Experimental Investigation on Fracturing Behaviors after Liquid Nitrogen Pre-Injection in High-Temperature Sandstone

Abstract

The fracturing process of sandstone is inherently complex due to its loose internal structure and deformation adaptability. Liquid nitrogen pre-injection has emerged as a promising approach to damage reservoir rocks, effectively reducing fracture pressure and establishing intricate fracture networks, thus offering a potential solution for reservoir reconstruction. To unravel the fundamental mechanisms governing sandstone fracturing behaviors following liquid nitrogen pre-injection, sandstone fracturing experiments were conducted under varying durations of liquid nitrogen injection, rock temperature, and in-situ stress conditions. The experiments showcased the evolution of injection pressure and fracture characteristics under different testing conditions, complemented by electron microscope analysis to elucidate the factors driving the complex fracture characteristics of sandstone. The findings revealed a significant decrease in fracture pressure after liquid nitrogen pre-injection, accompanied by a notable increase in the complexity of the fracture network and the roughness of the fracture surface.
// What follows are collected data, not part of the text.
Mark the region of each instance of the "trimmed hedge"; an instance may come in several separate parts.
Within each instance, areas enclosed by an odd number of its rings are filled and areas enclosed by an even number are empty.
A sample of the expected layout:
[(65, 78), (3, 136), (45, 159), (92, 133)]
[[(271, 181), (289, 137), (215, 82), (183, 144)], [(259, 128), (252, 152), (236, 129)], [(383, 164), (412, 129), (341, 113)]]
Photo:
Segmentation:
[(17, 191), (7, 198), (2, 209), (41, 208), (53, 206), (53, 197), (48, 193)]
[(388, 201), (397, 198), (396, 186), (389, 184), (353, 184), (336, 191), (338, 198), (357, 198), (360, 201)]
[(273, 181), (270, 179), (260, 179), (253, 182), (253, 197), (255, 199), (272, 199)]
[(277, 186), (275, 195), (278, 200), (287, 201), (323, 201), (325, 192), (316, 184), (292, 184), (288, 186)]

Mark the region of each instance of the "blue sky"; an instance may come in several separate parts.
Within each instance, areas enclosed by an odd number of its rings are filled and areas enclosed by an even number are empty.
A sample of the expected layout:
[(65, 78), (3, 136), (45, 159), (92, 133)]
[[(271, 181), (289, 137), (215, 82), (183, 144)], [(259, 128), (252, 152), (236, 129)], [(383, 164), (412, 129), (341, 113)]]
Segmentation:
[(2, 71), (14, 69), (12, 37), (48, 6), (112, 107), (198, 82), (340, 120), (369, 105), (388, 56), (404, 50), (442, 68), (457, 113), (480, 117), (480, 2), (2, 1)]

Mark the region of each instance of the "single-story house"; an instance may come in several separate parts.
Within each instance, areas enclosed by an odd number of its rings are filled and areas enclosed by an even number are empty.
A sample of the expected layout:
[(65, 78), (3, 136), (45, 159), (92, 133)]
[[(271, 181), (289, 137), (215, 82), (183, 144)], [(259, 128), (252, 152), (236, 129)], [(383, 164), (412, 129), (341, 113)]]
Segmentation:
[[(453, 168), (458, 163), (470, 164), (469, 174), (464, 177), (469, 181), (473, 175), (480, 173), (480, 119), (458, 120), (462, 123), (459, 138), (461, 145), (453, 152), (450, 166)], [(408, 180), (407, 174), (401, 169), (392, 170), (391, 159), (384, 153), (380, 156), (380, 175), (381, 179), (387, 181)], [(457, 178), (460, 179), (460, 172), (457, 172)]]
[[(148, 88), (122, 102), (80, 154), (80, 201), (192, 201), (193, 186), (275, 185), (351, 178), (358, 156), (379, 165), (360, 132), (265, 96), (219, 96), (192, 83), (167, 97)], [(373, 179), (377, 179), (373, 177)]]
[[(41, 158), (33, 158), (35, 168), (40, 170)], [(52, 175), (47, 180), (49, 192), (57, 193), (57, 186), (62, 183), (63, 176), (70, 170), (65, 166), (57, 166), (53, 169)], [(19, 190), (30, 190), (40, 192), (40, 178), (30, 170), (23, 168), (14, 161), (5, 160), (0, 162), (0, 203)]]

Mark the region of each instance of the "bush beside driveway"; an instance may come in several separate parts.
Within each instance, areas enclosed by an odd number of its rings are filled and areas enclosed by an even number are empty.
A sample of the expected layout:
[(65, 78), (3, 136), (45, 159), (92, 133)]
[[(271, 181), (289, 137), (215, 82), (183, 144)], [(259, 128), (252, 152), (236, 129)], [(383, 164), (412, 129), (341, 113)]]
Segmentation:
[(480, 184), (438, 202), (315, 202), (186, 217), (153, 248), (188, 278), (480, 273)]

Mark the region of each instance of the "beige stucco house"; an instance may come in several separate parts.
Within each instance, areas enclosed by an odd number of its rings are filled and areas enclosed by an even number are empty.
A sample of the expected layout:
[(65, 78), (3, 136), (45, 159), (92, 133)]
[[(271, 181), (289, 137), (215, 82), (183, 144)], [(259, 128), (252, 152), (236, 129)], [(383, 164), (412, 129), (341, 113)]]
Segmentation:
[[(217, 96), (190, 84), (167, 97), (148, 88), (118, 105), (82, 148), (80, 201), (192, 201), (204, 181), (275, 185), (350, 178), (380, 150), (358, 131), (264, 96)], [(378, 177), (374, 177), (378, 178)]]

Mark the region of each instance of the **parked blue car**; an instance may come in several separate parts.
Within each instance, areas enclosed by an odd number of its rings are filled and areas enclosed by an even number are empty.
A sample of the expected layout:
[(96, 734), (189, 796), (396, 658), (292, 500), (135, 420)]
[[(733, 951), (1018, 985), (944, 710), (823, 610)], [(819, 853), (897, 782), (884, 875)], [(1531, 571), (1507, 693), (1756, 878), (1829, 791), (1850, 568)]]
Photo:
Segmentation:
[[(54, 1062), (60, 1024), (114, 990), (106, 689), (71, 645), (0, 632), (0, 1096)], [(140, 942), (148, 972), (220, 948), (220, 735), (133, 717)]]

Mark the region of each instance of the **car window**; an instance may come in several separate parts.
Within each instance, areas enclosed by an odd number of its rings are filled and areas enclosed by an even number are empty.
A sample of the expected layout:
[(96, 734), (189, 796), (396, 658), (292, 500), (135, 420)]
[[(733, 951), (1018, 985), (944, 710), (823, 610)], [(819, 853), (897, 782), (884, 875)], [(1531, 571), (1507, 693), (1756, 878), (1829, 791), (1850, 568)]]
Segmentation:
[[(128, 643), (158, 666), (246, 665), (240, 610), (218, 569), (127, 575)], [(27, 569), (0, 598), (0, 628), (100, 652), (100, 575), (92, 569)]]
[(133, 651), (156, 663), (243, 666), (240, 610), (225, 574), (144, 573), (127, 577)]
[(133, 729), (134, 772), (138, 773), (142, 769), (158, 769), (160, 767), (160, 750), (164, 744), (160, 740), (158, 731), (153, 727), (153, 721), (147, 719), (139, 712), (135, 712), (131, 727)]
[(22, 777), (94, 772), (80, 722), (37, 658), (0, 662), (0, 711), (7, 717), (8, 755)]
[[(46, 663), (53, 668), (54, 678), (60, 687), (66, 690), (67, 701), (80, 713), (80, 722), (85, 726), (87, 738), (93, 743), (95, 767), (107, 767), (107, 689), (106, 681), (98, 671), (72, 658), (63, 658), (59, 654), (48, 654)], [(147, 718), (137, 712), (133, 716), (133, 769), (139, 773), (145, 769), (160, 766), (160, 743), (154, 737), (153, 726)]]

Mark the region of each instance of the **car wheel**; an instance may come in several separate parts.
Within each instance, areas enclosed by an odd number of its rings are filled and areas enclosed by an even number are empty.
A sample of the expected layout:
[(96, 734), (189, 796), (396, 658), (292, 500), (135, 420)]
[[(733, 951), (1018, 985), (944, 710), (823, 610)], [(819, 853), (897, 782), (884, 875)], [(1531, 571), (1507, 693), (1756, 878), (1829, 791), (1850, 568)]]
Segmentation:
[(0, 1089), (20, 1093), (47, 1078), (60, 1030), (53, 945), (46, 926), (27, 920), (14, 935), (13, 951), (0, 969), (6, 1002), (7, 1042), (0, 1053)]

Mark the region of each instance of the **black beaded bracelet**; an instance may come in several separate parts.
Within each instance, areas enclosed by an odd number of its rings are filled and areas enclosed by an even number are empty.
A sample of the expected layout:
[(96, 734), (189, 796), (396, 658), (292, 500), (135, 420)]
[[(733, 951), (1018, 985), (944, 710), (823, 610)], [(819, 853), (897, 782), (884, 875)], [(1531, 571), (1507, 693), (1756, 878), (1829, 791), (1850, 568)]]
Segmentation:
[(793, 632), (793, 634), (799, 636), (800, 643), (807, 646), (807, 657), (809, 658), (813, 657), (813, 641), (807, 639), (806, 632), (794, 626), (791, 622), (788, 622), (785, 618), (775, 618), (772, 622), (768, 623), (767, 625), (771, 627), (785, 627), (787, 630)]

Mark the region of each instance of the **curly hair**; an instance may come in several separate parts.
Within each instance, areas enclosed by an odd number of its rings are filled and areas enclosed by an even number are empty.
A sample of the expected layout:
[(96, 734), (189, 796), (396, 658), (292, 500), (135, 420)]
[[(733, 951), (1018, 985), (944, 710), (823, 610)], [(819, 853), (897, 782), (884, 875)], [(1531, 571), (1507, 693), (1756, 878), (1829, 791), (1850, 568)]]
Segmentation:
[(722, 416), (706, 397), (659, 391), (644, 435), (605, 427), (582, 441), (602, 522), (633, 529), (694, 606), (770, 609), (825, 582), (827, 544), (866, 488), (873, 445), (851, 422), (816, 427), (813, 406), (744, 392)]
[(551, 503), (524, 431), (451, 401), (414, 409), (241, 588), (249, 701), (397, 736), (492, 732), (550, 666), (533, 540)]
Moreover, prolonging the duration of liquid nitrogen injection and elevating reservoir temperature further contributed to reducing fracture pressure, consequently enhancing fracture complexity and surface roughness. Conversely, the application of confining pressure amplified fracture pressure while intensifying the degree of fracturing. Notably, the investigation highlighted the increased presence of microcracks in sandstone resulting from liquid nitrogen pre-injection, facilitating fluid diffusion during fracturing and yielding lower fracture pressures, thereby enhancing the effectiveness of sandstone reservoir reformation. The research results can provide theoretical guidance for geothermal reservoir reconstruction.